Intel Profiler Example
Simple Gaudi algorithm to test Intel Profiler.
[A video guide to installing profiler package][video]. [video]: http://youtu.be/h9tx00MGZTQ
CpuHungryAlg algorithms define 4 functions:
double mysin();
double mycos();
double mytan();
double myatan();
, and we would like to profile them. Execution of this functions depends on name of algorithm.
StatusCode CpuHungryAlg::execute() {
m_nevent++;
double result = 0;
if (name() == "Alg1") {
result = mysin();
}else if (name() == "Alg2") {
result = mycos();
}else {
result = mytan();
}
return StatusCode::SUCCESS;
}
Installation
- You need to compile Intel Profiler. Instruction is here.
- Clone IntelProfilerExample repository to your project directory and compile it:
$> cd ~/cmtuser/Gaudi_v22r5
$> git clone git://github.com/mazurov/IntelProfilerExample.git
$> make -j
Run
$> intelprofiler -o ~/profiler IntelProfilerExample/options/IntelProfilerExample.py
At the end you should see something like that:
...
IntelProfilerAu... INFO Start profiling (event #1)
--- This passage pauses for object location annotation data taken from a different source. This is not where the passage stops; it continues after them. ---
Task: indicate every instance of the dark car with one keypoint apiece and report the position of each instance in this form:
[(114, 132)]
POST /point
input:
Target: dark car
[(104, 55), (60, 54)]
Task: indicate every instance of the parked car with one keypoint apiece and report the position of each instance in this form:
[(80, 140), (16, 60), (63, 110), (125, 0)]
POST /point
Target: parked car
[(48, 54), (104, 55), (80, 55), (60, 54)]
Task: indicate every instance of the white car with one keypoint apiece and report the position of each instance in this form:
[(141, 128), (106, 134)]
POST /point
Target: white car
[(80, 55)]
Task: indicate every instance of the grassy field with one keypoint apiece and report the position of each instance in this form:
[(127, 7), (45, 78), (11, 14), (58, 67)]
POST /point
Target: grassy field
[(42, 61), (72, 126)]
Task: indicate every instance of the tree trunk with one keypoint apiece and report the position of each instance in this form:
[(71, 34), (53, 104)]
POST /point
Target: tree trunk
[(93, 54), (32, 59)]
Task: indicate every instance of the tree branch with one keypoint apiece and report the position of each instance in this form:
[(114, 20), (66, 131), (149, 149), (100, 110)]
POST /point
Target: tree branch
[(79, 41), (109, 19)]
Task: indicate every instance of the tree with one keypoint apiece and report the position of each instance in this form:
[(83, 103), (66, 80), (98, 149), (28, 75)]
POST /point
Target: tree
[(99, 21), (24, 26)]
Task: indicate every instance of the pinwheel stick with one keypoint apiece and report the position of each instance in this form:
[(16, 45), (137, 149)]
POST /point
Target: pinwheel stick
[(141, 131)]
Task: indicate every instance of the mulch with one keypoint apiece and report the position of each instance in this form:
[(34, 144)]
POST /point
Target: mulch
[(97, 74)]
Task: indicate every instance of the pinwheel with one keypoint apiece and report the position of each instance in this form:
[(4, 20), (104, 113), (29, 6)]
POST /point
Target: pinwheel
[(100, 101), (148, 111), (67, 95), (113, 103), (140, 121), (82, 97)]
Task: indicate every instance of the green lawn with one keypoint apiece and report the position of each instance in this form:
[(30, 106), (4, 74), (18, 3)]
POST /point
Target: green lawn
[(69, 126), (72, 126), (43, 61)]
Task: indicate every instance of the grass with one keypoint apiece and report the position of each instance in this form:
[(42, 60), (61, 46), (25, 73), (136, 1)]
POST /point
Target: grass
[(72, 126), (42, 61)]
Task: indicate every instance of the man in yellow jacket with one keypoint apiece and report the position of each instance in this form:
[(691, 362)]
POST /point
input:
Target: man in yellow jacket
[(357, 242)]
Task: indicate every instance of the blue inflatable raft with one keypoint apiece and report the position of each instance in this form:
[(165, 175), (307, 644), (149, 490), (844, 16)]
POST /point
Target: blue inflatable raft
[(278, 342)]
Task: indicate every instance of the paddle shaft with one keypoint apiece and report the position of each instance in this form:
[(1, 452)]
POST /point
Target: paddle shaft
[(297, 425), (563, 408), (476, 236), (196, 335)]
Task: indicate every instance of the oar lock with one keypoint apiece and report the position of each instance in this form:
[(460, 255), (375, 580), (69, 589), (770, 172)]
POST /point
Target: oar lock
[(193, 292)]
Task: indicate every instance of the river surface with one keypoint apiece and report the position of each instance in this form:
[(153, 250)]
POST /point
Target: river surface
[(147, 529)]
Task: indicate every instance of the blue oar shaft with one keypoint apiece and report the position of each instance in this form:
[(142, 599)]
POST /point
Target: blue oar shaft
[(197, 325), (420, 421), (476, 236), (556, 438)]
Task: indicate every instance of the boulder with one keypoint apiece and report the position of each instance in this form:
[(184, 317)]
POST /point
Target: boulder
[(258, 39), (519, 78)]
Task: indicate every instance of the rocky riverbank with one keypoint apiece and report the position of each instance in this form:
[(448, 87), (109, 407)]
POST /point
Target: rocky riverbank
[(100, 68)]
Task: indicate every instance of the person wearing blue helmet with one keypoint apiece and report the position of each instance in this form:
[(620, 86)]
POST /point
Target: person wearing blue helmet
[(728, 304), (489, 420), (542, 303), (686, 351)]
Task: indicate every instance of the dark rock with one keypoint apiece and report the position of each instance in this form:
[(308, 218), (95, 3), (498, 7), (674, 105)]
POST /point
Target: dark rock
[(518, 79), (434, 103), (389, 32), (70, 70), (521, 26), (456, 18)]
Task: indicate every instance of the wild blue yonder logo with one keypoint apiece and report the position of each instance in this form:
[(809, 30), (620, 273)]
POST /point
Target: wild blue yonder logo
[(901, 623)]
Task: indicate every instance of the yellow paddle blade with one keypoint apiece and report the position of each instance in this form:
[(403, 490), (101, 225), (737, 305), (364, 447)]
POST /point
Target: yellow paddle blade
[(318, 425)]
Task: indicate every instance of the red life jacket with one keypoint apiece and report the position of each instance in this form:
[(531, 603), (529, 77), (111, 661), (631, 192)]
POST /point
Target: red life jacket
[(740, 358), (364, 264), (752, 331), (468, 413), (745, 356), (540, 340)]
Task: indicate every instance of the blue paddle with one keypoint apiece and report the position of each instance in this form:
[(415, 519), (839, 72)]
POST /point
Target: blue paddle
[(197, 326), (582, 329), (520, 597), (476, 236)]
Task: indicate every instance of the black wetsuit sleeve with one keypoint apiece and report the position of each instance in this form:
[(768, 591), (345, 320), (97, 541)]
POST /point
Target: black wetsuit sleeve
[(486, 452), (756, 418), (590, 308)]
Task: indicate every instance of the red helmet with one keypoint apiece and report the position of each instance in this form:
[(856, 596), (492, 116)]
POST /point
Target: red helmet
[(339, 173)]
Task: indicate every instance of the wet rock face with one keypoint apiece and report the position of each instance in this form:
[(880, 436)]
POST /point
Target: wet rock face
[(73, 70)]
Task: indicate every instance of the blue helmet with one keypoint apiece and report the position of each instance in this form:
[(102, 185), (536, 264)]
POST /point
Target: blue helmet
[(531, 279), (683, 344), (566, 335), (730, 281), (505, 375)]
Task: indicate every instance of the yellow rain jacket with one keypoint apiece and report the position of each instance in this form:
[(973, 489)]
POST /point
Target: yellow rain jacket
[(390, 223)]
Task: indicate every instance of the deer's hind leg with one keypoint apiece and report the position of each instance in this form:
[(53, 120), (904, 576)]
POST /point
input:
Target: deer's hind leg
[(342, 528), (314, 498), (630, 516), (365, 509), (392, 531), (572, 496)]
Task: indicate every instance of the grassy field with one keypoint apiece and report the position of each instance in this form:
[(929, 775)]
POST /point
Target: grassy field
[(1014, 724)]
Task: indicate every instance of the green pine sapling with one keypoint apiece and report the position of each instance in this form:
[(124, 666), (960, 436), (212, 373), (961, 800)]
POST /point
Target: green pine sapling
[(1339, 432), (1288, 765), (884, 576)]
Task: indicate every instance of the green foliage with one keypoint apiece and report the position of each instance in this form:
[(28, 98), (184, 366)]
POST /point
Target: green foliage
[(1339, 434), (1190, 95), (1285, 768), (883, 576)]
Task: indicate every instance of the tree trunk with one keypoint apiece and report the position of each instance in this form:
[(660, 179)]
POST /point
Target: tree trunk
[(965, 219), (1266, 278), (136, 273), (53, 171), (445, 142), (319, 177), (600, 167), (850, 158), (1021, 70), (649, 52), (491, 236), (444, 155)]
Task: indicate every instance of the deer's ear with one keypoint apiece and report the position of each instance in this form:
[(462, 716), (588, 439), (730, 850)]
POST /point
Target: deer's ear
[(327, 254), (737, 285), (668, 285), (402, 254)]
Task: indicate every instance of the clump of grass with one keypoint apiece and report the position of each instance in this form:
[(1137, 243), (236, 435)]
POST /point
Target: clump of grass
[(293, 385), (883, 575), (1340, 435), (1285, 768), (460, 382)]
IntelProfilerAu... DEBUG Skip component TopSequence
IntelProfilerAu... DEBUG Start profiling component TopSequence SubSequence
IntelProfilerAu... DEBUG Start event type 2 for TopSequence SubSequence
IntelProfilerAu... DEBUG Pause event 2
IntelProfilerAu... DEBUG Start profiling component TopSequence SubSequence Alg1
IntelProfilerAu... DEBUG Start event type 3 for TopSequence SubSequence Alg1
IntelProfilerAu... DEBUG End event for Alg1
IntelProfilerAu... DEBUG Resume event for 2
IntelProfilerAu... DEBUG Skip component Alg2
IntelProfilerAu... DEBUG Resume
IntelProfilerAu... DEBUG Pause event 2
IntelProfilerAu... DEBUG Start profiling component TopSequence SubSequence Alg3
IntelProfilerAu... DEBUG Start event type 4 for TopSequence SubSequence Alg3
IntelProfilerAu... DEBUG End event for Alg3
IntelProfilerAu... DEBUG Resume event for 2
IntelProfilerAu... DEBUG End event for SubSequence
IntelProfilerAu... DEBUG Pause
IntelProfilerAu... DEBUG Skip component Alg4
IntelProfilerAu... DEBUG Pause
IntelProfilerAu... INFO Stop profiling (event #2)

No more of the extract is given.